Equine asthma is a chronic inflammatory respiratory tract disease caused by an immunological reaction due to hypersensitivity. The disease resembles human asthma. In asthma, the respiratory tract of the horse responds to dust in inhaled air, resulting in increased mucus secretion as well as the obstruction and subsequent remodelling of the airways. Long-term exposure to dust and moulds in the air in stables is considered the primary factor predisposing horses to the disorder. The role of respiratory tract infections in the onset of asthma remains unclear.
Equine asthma is divided into mild/moderate and severe asthma. In the mild forms of the disease, clear symptoms may not be observed, but the horse’s functioning may be reduced. In severe forms of the disease, the horse pants and coughs. When examining the respiratory tract, the horse undergoes a general physical examination, in addition to which blood samples are taken, manure samples, if needed, are collected, the horse’s airways are examined and, if needed, lavage samples are taken from the respiratory tract. In addition, an X-ray of the lungs can be taken. With the help of these tests and examinations, other problems associated with the respiratory tract can be excluded, including bacterial, viral and parasitic infections as well as structural problems in the respiratory tract.
The pathogenetic mechanism of equine asthma is not fully known, which hinders the early diagnosis and accurate treatment of the disease. Asthma research is conducted to determine the pathogenetic mechanism and to ensure better treatment for horses.
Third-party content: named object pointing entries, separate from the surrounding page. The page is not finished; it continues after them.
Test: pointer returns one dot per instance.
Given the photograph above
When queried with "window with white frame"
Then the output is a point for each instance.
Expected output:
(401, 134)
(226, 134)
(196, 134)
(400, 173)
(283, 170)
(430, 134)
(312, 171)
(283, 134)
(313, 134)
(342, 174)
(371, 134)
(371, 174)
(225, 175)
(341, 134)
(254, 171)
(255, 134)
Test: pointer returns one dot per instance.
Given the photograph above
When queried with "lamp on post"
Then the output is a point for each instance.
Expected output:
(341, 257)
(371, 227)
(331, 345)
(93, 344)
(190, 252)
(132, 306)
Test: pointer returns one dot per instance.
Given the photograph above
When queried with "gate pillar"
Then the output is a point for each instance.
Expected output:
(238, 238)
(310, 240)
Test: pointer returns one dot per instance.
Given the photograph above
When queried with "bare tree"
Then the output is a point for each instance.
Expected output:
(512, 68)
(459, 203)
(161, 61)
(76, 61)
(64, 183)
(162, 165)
Patient data from the Equine Hospital are utilised in a research project looking into the reliability of various respiratory tract specimen collection techniques. The results will help veterinarians to choose the most reliable way of examining patients suffering from respiratory tract-related ailments.
Collaboration is also conducted with the Finnish Equine Information Centre in Kuopio, which investigates the incidence of respiratory tract infections among free-range foals and related risk factors. In addition, the quality of bacteria living in the respiratory tracts of free-range foals is studied.